1 Bunch (About 1 Pound) Fresh Collard Greens, Thoroughly Washed and Dried, Stemmed and Chopped

1 14-Ounce Can (1 3/4 Cup) Black-Eyed Peas, Rinsed and Drained

2 Tablespoons Olive Oil

2 Tablespoons Non-Dairy Margarine or Coconut Oil

4 1/2 - 5 Cups Vegetable Stock

1 Medium Yellow Onion, Diced

1/2 Medium Red, Orange, or Yellow Bell Pepper, Diced

2 Stalks Celery, Diced

3 - 4 Garlic Cloves, Finely Minced

1 1/2 Cups Sushi Rice*

1/2 Cup Dry White Wine or Water

1/2 Cup Full-Fat Coconut Milk

2 Tablespoons Braggs Liquid Aminos or Soy Sauce

1/4 Cup Nutritional Yeast

1 1/2 Teaspoons Dried Thyme

1/2 Teaspoon Dried Oregano

1 Dried Bay Leaf

1/4 Teaspoon Crushed Red Pepper Flakes

1/4 Teaspoon Freshly Ground Black Pepper

1/2 Teaspoon Liquid Smoke

Salt and Pepper, to Taste

*Purists may cry afoul, but yes, sushi rice is my grain of choice for risotto. Arborio or carnaroli are the "correct" options, but I find sushi rice every bit as creamy, tender, and clean-tasting, not to mention far cheaper.
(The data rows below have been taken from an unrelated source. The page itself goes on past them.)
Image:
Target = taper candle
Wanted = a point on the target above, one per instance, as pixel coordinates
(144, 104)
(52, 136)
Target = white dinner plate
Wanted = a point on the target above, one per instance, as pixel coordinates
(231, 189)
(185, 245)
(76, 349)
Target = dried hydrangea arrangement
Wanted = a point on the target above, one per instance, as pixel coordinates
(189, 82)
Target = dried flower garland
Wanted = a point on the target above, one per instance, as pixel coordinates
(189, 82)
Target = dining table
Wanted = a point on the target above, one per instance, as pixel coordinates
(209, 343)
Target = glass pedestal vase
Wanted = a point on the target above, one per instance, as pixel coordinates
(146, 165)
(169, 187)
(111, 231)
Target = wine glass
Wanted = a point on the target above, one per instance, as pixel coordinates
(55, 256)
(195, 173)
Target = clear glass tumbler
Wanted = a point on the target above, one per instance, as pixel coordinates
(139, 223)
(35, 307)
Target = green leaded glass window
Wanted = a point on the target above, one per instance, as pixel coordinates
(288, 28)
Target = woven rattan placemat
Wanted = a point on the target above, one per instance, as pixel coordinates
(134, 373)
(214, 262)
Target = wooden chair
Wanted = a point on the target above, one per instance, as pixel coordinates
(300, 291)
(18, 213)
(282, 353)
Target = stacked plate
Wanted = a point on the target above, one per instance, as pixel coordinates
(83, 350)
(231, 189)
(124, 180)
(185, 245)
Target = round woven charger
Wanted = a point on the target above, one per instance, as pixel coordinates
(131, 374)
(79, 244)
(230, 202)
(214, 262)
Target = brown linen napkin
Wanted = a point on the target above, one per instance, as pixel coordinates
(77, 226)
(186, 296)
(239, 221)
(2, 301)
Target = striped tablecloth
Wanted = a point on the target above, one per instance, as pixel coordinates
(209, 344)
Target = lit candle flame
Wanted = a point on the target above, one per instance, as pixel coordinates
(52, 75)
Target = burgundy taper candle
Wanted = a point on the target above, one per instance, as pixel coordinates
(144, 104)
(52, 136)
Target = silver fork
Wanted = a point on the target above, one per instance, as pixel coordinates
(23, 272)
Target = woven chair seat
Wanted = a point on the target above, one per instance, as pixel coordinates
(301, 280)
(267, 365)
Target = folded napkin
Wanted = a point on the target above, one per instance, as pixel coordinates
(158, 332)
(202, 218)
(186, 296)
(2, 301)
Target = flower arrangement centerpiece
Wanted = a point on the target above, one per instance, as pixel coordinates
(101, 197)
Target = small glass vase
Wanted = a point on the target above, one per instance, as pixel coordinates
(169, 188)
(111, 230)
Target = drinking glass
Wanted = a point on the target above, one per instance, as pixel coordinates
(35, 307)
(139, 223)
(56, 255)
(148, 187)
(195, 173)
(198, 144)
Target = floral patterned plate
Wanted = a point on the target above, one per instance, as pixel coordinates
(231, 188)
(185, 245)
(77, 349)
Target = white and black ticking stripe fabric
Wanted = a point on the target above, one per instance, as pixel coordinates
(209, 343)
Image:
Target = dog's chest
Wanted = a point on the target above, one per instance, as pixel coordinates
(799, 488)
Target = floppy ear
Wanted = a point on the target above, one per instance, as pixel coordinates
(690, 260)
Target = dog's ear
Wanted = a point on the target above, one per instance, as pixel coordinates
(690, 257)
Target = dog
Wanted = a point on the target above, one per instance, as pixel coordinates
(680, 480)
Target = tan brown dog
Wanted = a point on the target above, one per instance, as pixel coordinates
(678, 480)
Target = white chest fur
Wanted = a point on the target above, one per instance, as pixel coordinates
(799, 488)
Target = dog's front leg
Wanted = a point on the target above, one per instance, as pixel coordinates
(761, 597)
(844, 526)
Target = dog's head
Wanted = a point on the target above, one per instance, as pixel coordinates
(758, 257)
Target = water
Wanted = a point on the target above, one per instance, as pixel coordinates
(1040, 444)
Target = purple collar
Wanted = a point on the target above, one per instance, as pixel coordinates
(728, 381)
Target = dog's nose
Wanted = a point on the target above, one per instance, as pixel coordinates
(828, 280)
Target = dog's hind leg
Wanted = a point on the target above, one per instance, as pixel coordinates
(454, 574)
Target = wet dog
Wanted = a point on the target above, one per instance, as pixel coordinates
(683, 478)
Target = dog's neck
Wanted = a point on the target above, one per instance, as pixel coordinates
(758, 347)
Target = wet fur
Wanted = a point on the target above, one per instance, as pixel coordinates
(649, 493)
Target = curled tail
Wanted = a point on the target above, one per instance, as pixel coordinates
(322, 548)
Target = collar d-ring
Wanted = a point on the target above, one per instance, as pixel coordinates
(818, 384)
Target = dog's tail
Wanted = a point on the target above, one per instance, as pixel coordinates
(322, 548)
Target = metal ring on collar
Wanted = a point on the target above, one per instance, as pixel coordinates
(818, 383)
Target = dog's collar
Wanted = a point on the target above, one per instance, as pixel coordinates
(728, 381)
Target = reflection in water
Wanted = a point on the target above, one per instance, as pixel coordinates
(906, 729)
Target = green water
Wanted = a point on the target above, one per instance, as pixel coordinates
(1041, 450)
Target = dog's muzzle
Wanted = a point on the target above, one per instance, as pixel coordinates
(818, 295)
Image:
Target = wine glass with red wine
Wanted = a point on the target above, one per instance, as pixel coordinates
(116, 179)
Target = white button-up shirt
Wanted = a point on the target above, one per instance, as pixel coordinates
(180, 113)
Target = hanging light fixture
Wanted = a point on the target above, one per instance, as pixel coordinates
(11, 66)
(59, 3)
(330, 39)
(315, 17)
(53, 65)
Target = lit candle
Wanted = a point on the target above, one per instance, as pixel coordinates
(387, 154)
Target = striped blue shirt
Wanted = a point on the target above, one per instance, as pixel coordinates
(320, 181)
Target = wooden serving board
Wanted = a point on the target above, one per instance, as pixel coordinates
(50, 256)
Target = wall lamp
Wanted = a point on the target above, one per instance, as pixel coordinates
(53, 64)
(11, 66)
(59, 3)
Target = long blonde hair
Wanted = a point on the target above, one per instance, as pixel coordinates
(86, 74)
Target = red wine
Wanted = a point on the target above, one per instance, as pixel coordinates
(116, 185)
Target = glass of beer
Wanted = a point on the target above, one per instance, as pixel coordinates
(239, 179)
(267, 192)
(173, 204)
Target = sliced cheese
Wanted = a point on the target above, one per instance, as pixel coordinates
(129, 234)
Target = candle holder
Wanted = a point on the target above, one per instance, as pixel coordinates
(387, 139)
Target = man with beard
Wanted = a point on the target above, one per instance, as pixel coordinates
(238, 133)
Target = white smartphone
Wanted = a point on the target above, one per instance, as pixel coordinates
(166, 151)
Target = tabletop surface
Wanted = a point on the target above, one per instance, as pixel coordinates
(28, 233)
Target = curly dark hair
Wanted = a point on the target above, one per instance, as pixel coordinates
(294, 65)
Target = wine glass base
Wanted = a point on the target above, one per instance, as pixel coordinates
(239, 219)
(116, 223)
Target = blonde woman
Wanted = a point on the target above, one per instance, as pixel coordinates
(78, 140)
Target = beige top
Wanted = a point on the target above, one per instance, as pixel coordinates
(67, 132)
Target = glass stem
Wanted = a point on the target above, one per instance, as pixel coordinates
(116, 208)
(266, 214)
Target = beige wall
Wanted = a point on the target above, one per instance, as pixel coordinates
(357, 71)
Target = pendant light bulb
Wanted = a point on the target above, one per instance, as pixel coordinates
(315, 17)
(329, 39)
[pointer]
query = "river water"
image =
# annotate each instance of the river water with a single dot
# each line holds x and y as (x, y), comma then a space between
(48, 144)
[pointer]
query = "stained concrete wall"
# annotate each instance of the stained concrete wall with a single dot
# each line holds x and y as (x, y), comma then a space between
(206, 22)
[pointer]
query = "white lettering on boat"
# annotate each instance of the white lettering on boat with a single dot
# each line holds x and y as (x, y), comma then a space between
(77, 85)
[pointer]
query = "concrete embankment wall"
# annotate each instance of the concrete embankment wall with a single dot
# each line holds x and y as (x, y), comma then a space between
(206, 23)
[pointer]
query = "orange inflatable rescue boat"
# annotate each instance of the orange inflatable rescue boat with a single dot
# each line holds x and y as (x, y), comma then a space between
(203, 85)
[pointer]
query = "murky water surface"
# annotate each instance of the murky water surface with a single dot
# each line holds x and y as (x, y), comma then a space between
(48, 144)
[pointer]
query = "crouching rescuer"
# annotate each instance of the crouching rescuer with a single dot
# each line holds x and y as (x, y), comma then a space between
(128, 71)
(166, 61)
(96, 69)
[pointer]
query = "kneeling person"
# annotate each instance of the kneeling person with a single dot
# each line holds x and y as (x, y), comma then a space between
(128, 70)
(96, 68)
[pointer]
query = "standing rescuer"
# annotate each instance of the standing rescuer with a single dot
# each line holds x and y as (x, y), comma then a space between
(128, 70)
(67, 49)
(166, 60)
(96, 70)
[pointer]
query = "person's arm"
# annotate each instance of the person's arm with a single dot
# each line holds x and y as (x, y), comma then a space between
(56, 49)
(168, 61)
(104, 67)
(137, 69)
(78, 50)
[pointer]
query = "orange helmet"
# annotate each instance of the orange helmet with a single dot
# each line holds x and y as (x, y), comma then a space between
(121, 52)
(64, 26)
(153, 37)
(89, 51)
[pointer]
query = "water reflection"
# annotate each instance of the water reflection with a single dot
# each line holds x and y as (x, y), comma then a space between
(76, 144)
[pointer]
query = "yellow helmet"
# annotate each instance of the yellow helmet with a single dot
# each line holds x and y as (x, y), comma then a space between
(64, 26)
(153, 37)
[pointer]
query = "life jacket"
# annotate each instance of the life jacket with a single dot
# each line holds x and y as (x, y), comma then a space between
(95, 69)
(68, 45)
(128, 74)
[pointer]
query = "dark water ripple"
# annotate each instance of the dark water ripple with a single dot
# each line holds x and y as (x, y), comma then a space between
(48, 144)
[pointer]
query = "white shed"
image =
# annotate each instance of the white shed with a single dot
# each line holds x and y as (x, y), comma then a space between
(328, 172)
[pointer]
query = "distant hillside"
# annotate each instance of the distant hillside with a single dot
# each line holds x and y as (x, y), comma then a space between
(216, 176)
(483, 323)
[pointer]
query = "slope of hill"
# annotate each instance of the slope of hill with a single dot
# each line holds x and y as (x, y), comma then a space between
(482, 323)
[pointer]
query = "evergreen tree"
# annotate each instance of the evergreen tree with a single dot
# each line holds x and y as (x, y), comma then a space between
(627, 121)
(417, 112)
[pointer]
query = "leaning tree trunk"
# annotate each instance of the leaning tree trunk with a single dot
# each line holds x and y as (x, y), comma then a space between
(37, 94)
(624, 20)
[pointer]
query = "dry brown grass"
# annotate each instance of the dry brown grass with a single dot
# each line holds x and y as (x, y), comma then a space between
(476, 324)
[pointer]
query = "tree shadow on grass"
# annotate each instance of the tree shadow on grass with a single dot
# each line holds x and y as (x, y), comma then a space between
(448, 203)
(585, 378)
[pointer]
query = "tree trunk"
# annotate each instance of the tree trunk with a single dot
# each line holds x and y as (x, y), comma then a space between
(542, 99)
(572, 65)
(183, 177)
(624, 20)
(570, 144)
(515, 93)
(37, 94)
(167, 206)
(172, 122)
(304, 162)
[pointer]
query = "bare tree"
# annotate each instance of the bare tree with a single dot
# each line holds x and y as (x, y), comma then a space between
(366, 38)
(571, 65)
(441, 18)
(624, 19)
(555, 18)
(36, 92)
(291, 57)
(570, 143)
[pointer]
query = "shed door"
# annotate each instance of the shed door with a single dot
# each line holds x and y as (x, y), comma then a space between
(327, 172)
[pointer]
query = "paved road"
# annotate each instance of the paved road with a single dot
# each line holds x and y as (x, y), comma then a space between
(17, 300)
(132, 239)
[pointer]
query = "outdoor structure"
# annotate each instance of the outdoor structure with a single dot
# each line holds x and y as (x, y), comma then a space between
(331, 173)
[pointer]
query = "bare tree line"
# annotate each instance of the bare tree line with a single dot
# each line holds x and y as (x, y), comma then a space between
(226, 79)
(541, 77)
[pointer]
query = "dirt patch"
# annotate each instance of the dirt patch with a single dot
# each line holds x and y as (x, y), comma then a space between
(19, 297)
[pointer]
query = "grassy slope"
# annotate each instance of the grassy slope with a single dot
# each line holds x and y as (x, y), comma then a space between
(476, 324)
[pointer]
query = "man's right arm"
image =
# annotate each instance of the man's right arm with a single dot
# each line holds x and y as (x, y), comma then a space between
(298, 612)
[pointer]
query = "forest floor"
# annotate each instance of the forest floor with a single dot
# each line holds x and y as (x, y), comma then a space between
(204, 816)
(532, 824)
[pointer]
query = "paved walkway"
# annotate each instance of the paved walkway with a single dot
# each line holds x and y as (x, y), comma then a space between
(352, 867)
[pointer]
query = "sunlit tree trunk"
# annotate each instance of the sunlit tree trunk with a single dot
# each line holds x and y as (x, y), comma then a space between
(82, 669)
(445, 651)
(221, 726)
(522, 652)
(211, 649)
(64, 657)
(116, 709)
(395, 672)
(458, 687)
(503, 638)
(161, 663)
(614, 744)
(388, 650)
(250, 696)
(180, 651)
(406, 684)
Begin by prepping all of the vegetables so that it's a streamlined process to add them all in later. Starting heating the oil and margarine or coconut oil in a large stock pot or saucepan over medium heat. Pour the vegetable stock into a separate saucepan and heat over a second burner on medium heat. Keep this covered, just below a simmer at all times.

Add the chopped onion into the large pot, stirring to coat the the hot fat. Sweat and saute for 2 - 4 minutes, until semitransparent and aromatic, before tossing in the bell pepper, celery, and garlic as well. Continue cooking, stirring occasionally, for about 5 - 8 minutes to soften all the vegetables, just barely beginning to brown them around the edges. Add in the rice last, stirring well to coat with the oil and vegetable liquid, for about 2 minutes or until somewhat translucent in appearance.

Deglaze the pan by slowly pouring in the wine or water, carefully scraping up any bits that might be stuck to the bottom. Turn down the heat to medium-low. Add in the coconut milk, liquid aminos or soy sauce, nutritional yeast, and all of the remaining herbs and spices. Bring the liquid up to a simmer, and once it has mostly absorbed into the rice, add in 1 cup of the hot stock. Continue to cook gently, stirring every few minutes to check on the consistency, adding in another 1/2 - 1 cup of the stock as needed. The rice should cook for about 20 - 25 minutes, until tender but creamy. In the final 10 minutes of cooking, incorporate the beans and greens, adding the greens a few handfuls at a time so that they can wilt down and not overflow out of the pot.

Always keep the mixture looking somewhat liquid-y without being soupy; remember, this is not a pilaf where you want dry, distinct grains.  Add salt and pepper to taste, and remove the bay leaf before serving. Enjoy immediately, as the rice will continue to thicken as it cools.